I finally got myself under control enough to ask firstly, “HOW could you do something so friggin’ STUPID?” and then, “Are you OK?” He said, “Aside from dealing with the bad breath of the dog in my face… I’m a bit Sore.” There I went again! Hahaha! I pictured the whole scene with him, the dog, the chair – and once again I lost it! I couldn’t wait for the girls to come home and watch THEIR expressions as he told the story again! LOL!
OK…days go by, and he’s healing and I’m being as caring a wife as I know how to be: ie- “did you put ICE on it?” “Did you fix my chair?”
A week goes by, and the girls are leaving for school one morning, and these damn dogs- and every time I mention them, I think of a very dear friend of mine that called to my attention a few days ago- ‘WHY do you have your DOGS in almost EVERY BLOG you write??’- I got so annoyed with him when he asked me that? Why? Because it pissed me off that he was RIGHT! These dogs have taken over my LIFE! Jesus! See how they distract me? Here I’m trying to tell you about Karma, and once again, I’m talking about these Hoonts! ( my mom’s word, I think it’s Yiddish)
I’m dressed in a nightshirt – nothing else – the girls know to not let the dogs out when they leave, …but of course they carelessly let one out. I went to let him back in, TRIPPED over the ‘waste of fur’ that he is, and went flying!!! I can only say this: thank GOD my house is the end of the cul-de-sac, because Lord only knows what showed up, as I went Down.
I had a brand new ‘one sipped’ cuppa’ coffee in my hands, that went flying over every thirsty plant on the front porch and lawn, and I went down HARD. My left knee was a bloody mess, my right toe was already swelling up, and my right hand was feeling a bit queasy, if that’s possible? I sat there, wondering ‘who saw what’ and the girls came running to me,… LAUGHING of course!! “MOM! Are you OK?” (holding their sides) I said, “Get DAD.” Talk about the ultimate “pay back!” I couldn’t get up, because I was injured on two sides. I needed HIM, the one I’d Laughed at, to pick me Up. Ugh! Talk about ‘eating crow!’ He didn’t laugh, and I know it’s not because he’s caring, it’s because he was picturing the hard fact that HE would now be responsible for the laundry, cooking and cleaning! LOL!

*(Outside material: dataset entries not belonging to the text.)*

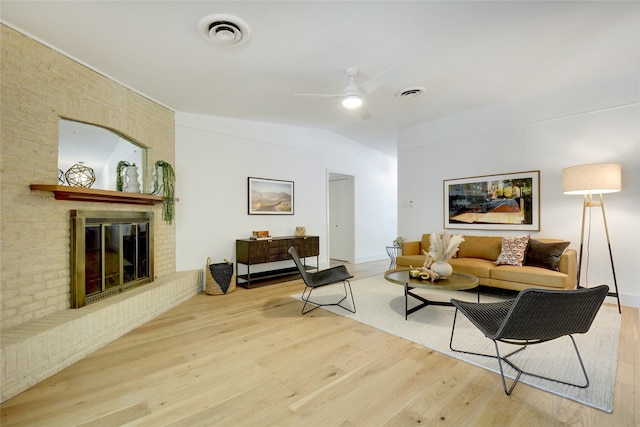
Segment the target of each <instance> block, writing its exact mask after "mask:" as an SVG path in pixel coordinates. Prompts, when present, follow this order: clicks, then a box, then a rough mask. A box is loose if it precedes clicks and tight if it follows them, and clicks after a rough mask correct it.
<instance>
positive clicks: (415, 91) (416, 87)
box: [396, 87, 425, 98]
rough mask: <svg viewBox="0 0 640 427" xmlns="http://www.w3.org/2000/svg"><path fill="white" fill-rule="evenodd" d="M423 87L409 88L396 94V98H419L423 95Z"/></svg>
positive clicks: (414, 87)
mask: <svg viewBox="0 0 640 427" xmlns="http://www.w3.org/2000/svg"><path fill="white" fill-rule="evenodd" d="M424 90H425V89H424V88H423V87H410V88H407V89H404V90H401V91H400V92H398V93H396V97H398V98H415V97H416V96H420V95H422V94H423V93H424Z"/></svg>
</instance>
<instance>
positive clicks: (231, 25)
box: [198, 14, 251, 45]
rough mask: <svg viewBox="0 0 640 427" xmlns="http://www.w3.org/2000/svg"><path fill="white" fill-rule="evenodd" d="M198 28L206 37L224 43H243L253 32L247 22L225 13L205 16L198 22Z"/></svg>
mask: <svg viewBox="0 0 640 427" xmlns="http://www.w3.org/2000/svg"><path fill="white" fill-rule="evenodd" d="M198 29H199V30H200V33H201V34H202V36H203V37H204V38H205V39H207V40H209V41H210V42H212V43H216V44H222V45H231V44H240V43H243V42H245V41H246V40H247V39H248V38H249V34H251V31H250V30H249V26H248V25H247V23H246V22H244V21H243V20H242V19H240V18H238V17H235V16H231V15H225V14H215V15H209V16H205V17H204V18H202V19H201V20H200V22H199V23H198Z"/></svg>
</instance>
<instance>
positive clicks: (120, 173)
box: [116, 160, 136, 191]
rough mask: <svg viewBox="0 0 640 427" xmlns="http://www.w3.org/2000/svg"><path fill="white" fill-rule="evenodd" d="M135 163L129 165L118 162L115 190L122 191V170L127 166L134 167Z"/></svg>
mask: <svg viewBox="0 0 640 427" xmlns="http://www.w3.org/2000/svg"><path fill="white" fill-rule="evenodd" d="M135 165H136V164H135V163H133V164H132V163H129V162H127V161H126V160H120V161H119V162H118V167H117V168H116V190H118V191H123V190H124V185H123V182H122V171H123V170H124V168H128V167H129V166H135Z"/></svg>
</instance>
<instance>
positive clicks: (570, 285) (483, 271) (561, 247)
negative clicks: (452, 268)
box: [396, 234, 578, 291]
mask: <svg viewBox="0 0 640 427" xmlns="http://www.w3.org/2000/svg"><path fill="white" fill-rule="evenodd" d="M429 238H430V234H424V235H423V236H422V241H413V242H405V243H404V244H403V245H402V255H399V256H398V257H397V258H396V266H397V268H409V266H413V267H421V266H422V264H423V263H424V261H425V258H426V257H425V255H423V252H422V251H423V249H424V250H426V251H428V250H429V246H430V240H429ZM464 239H465V240H464V242H462V243H461V244H460V248H459V251H458V253H457V254H456V257H454V258H452V259H451V260H449V263H450V264H451V265H452V266H453V271H454V272H462V273H469V274H472V275H474V276H477V277H478V278H479V279H480V284H481V285H484V286H491V287H494V288H503V289H512V290H516V291H520V290H523V289H527V288H542V289H574V288H575V287H576V282H577V271H578V261H577V254H576V251H575V250H574V249H569V248H566V246H565V245H568V243H567V242H564V243H563V241H562V240H558V239H542V238H531V239H530V242H529V246H528V252H527V258H525V262H524V265H522V266H519V267H518V266H514V265H496V259H497V258H498V256H499V255H500V252H501V249H502V237H500V236H464ZM534 251H535V252H534ZM560 253H561V255H559V254H560ZM528 259H530V260H531V263H530V264H532V265H527V264H528V262H527V260H528ZM541 260H542V261H541ZM556 264H557V270H555V269H554V267H556Z"/></svg>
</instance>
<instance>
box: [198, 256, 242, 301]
mask: <svg viewBox="0 0 640 427" xmlns="http://www.w3.org/2000/svg"><path fill="white" fill-rule="evenodd" d="M205 275H206V276H207V280H206V289H205V292H206V293H207V294H209V295H224V294H228V293H230V292H233V291H235V290H236V275H235V272H234V271H233V263H232V262H230V261H228V260H226V259H225V262H219V263H215V264H211V258H207V268H206V271H205Z"/></svg>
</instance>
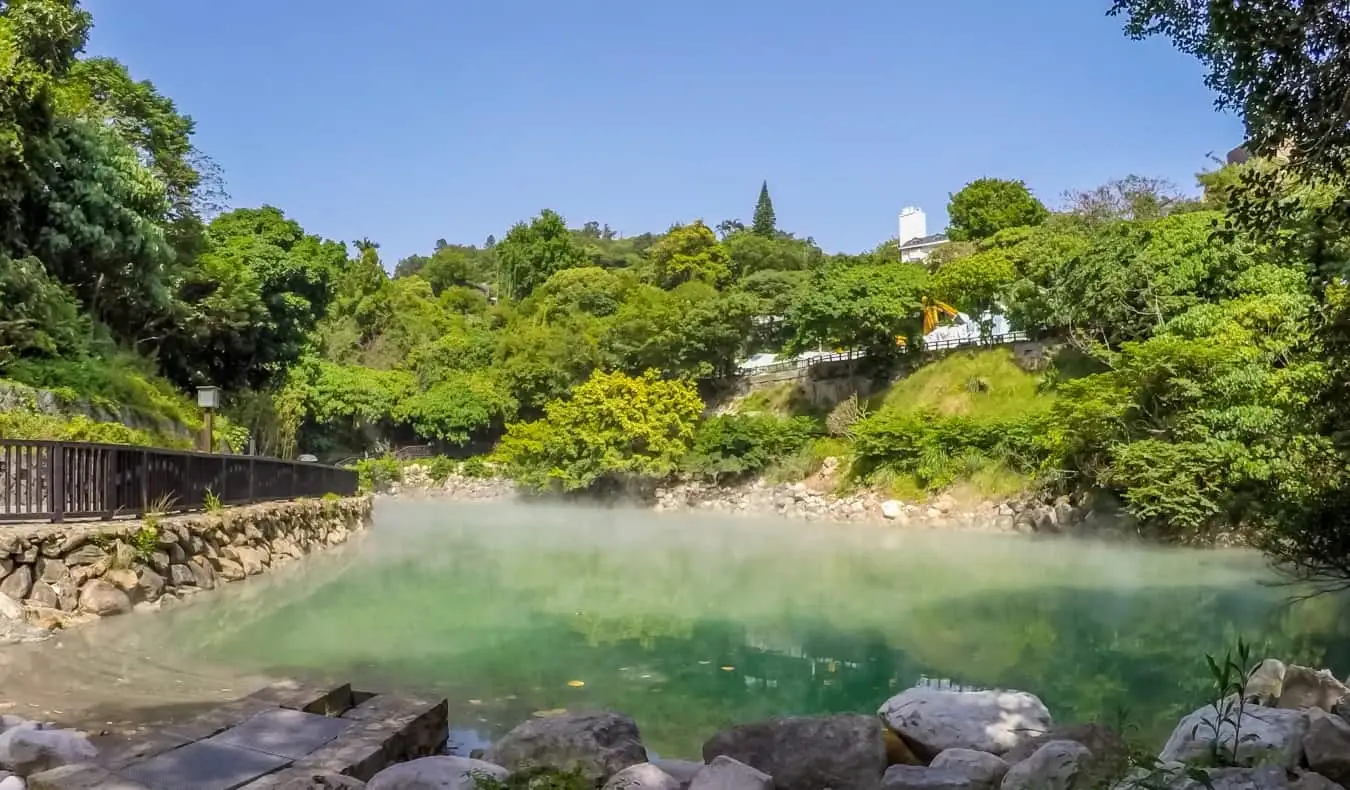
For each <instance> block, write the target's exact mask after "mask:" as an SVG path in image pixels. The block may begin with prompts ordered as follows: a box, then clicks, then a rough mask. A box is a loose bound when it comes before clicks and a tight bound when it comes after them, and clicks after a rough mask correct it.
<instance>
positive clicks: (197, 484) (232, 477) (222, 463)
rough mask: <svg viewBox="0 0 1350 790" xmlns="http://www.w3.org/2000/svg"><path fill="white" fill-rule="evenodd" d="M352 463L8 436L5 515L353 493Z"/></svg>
mask: <svg viewBox="0 0 1350 790" xmlns="http://www.w3.org/2000/svg"><path fill="white" fill-rule="evenodd" d="M356 485H358V483H356V473H355V470H350V469H339V467H336V466H325V465H321V463H306V462H298V460H281V459H277V458H258V456H254V455H215V454H209V452H185V451H174V450H153V448H147V447H130V446H123V444H92V443H85V442H39V440H27V439H0V521H43V520H45V521H63V520H65V519H104V520H107V519H113V517H117V516H140V515H143V513H144V512H146V510H148V509H151V508H153V506H155V505H163V506H165V509H166V510H170V512H189V510H201V509H204V508H205V500H207V493H208V492H209V493H212V494H213V496H215V497H217V498H219V500H220V504H223V505H246V504H252V502H269V501H277V500H293V498H297V497H319V496H323V494H329V493H332V494H339V496H352V494H355V493H356Z"/></svg>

I’m teasing about that… but it did make for a good ending to that ridiculous story, didn’t it? He was very helpful, never said, “See?” or, “Have a nice trip?”
I’m now threatening anyone and everyone that comes NEAR my scabbed over disgusting looking Knee, because I want to look good for the NAB conference in less than two weeks! That’s my incentive for having an invisible bubble surrounding me at all times right now, at least around my knee!
So if you Are going to the NAB, and we’ve never met, you’ll know it’s me, when you see a woman, approximately 5’7″, limping, because of a fractured foot and trying desperately to cover the Other leg that’s scabbed up. Yuck! I’ll be hard to miss- and when you shake my hand, please remember that that hand as of yesterday was finally able to close. Please be gentle! I can also guarantee you will see NO DOGS anywhere near me.
No Dogs. No Children. No Husband. I won’t know what to DO with myself?